Еще раз – интеллигентное место

– Лена Захаровна, вы чего? – удивляется Парахат. – Я же вам со льдом принесла. Сироп-гляссе.

– Не надо, – ворчит Елена Захаровна, — чаю в столовой надулась…

– Дома что-нибудь? – пристает Парахат.

– Мне дом в обед не показывают по экрану, – вор­чит Елена Захаровна. – Ничего, с завскладом царапнулась…

Маленько царапнулась, вся в синяках. А чего такого сказала? Ме-ри-ме в киоск завезли, третий да четвертый том. Привыкли, что сунут Елене Захаровне, то и ладно. Сказала, не вытерпела. Обратно, мол, сдам Мериме в склад, раз первых томов нету. Деньги в кошельках не растут у людей. Так завскладом в небо взвилась! « Вы, милая Елена Захаровна, своих законов не наводите! Вам книжка дана в твердой обложке, и цена на ней есть, а остальное вас некасаемо! » Как теркой вычистила. “Некасаемо”! У них в складу беспорядок, а киоск, значит, красней. “Вы, – говорит, – милая Елена Захаровна, поменьше рассуждайте, вы без году неделя в торговой сети!” 

– В сети, да не рыба, – ворчит Елена Захаровна.

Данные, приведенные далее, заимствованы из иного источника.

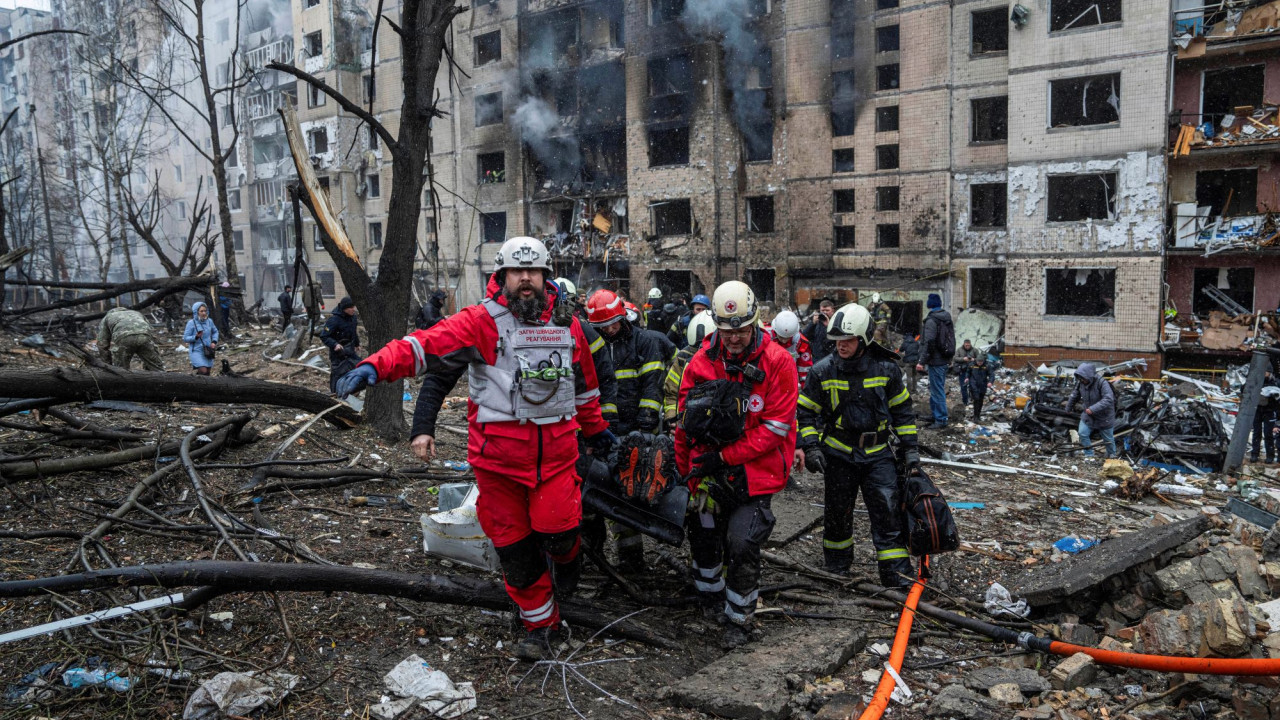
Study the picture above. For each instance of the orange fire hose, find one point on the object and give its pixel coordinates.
(880, 701)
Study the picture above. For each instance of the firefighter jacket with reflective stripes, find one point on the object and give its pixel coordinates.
(525, 452)
(603, 373)
(638, 365)
(851, 406)
(768, 443)
(799, 350)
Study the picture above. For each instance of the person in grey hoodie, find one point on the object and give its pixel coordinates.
(1100, 408)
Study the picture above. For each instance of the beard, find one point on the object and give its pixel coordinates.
(529, 310)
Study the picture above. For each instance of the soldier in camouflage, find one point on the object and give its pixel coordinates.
(126, 333)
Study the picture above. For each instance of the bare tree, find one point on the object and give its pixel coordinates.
(384, 302)
(201, 95)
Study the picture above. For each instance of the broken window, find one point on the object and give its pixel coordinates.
(844, 108)
(1092, 100)
(844, 237)
(988, 119)
(664, 10)
(886, 119)
(886, 236)
(762, 283)
(668, 146)
(672, 217)
(1082, 292)
(988, 32)
(759, 214)
(842, 160)
(1229, 89)
(493, 227)
(312, 44)
(490, 168)
(488, 48)
(842, 200)
(988, 205)
(488, 109)
(670, 81)
(1215, 188)
(604, 94)
(1235, 283)
(886, 197)
(1066, 14)
(987, 288)
(886, 77)
(886, 39)
(886, 156)
(1082, 197)
(319, 141)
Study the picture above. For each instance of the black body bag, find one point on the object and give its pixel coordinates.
(927, 519)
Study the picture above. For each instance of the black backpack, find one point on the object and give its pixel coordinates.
(927, 519)
(716, 411)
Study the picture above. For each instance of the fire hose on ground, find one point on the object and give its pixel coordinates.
(1139, 661)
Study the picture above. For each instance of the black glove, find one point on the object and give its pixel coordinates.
(708, 464)
(814, 460)
(647, 419)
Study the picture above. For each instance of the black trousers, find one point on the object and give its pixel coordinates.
(877, 478)
(726, 546)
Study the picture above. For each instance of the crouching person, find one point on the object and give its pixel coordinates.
(735, 441)
(531, 386)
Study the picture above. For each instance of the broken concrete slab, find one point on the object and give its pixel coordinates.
(750, 683)
(1107, 559)
(958, 701)
(1029, 682)
(796, 511)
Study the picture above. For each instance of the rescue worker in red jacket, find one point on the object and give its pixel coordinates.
(531, 387)
(786, 332)
(732, 484)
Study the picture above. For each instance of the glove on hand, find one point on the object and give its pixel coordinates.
(814, 460)
(356, 381)
(709, 464)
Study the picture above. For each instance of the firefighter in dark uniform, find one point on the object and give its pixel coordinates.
(851, 408)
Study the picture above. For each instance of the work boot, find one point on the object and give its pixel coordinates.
(540, 643)
(737, 636)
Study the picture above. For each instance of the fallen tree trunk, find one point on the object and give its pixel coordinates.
(161, 287)
(227, 577)
(86, 384)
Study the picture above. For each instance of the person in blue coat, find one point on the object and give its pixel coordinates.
(201, 338)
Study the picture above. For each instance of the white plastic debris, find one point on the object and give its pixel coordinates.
(237, 693)
(415, 678)
(999, 601)
(456, 536)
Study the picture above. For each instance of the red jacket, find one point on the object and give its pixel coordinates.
(525, 452)
(799, 350)
(769, 442)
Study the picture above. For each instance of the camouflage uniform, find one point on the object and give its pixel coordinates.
(124, 333)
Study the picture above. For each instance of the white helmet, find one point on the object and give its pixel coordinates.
(786, 324)
(699, 327)
(522, 253)
(734, 305)
(850, 320)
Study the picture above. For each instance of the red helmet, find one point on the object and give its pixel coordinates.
(604, 308)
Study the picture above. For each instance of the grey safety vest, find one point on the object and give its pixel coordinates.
(531, 377)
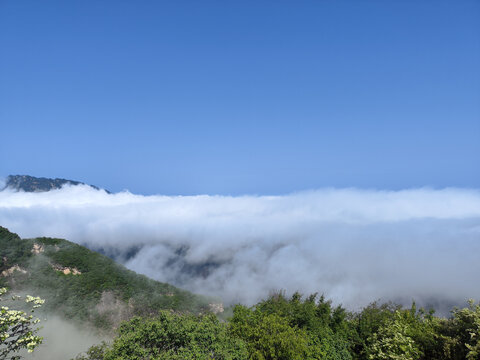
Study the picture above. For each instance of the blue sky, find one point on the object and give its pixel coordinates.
(249, 97)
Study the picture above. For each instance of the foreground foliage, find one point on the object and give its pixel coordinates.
(300, 328)
(17, 329)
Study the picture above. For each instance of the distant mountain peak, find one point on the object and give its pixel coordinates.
(29, 183)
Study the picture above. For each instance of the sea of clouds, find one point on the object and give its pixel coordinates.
(352, 245)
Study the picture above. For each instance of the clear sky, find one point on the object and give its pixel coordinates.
(241, 97)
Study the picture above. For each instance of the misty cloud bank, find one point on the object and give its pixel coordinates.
(354, 246)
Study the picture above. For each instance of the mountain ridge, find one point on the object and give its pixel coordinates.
(84, 286)
(29, 183)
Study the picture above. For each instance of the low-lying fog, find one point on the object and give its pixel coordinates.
(355, 246)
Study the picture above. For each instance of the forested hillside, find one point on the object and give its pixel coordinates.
(83, 285)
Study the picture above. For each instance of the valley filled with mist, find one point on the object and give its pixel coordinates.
(352, 245)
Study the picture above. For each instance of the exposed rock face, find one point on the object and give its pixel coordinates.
(66, 270)
(113, 308)
(10, 271)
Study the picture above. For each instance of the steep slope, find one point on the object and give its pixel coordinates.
(35, 184)
(83, 285)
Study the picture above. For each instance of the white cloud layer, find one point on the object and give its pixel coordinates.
(355, 246)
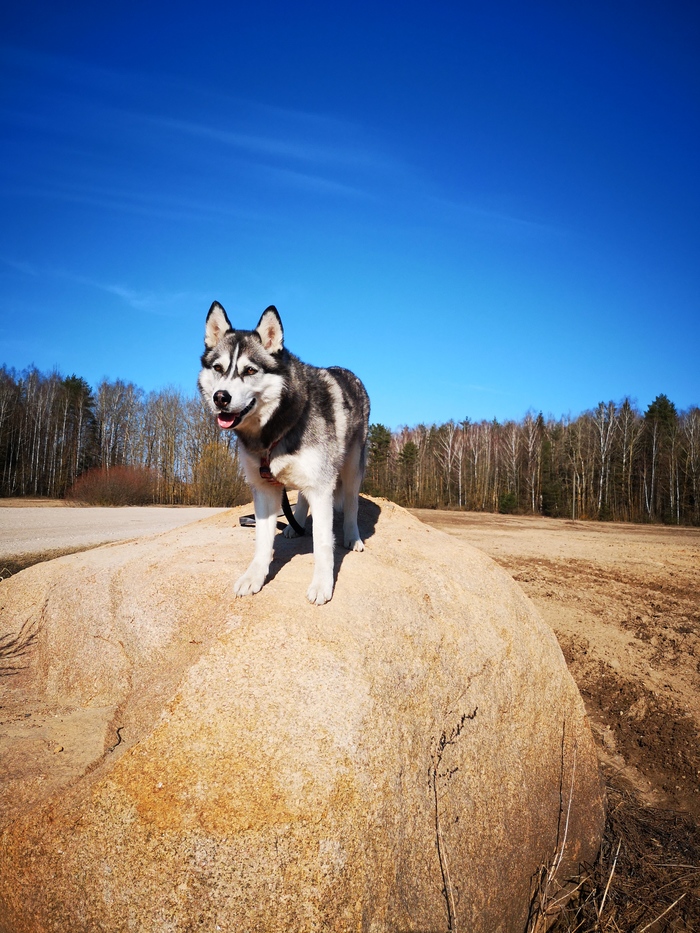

– Ого, – смеется Парахат, – растете, Лена Захаровна! Тут до вас старичок в киоске сидел, говорил про эту завскладом. Сейчас вспомню. "Совершенная глупость тоже бывает красива", во как!

– С планом твой старичок не справлялся, – ворчит Елена Захаровна. – Хорошая книжка, она своим ходом идет. Пять штук продала за полдня, как ветром сдуло. Еще вон принесла.

– Желтую? Эта? Михаил Лоскутов. Кто такой, почему не знаю? С портретом! У-у, какой молодой! Симпатичный!

– А ты на мужа гляди, – ворчит Елена Захаровна. – Положь книжку, свиристелка!

– Почему? – говорит Парахат. – Я ее возьму.

– Додумалась, – мягчает Елена Захаровна. – Бери, люди хвалят.

Я живу среди писателей

 

1

 

– Попробуйте. Если доцент Исмаилова сочтет возможным…

Генка открыл дверь и сказал:

– Разрешите?

Это, видимо, разрядило обстановку. Зал освобож­денно вздохнул и зашевелился. У окна несолидно хмыкнули. В конце концов, ничего страшного, литера­тура-письменно, просто экзамен, сами не раз прини­мали. В зале сидели в основном учителя районных школ, не имевшие – пока! – высшего образования и решившие закрепить им свои жизненные позиции. Сидело десятка полтора девчонок, толстых от волнения и шпаргалок. Несколько остроносых юнцов, питавших отвращение к точным наукам и выбравших филологию как противоположность. Ничего страшного! Вон человек даже опоздал, будто на последний сеанс, и теперь жмется на пороге – выставят или нет.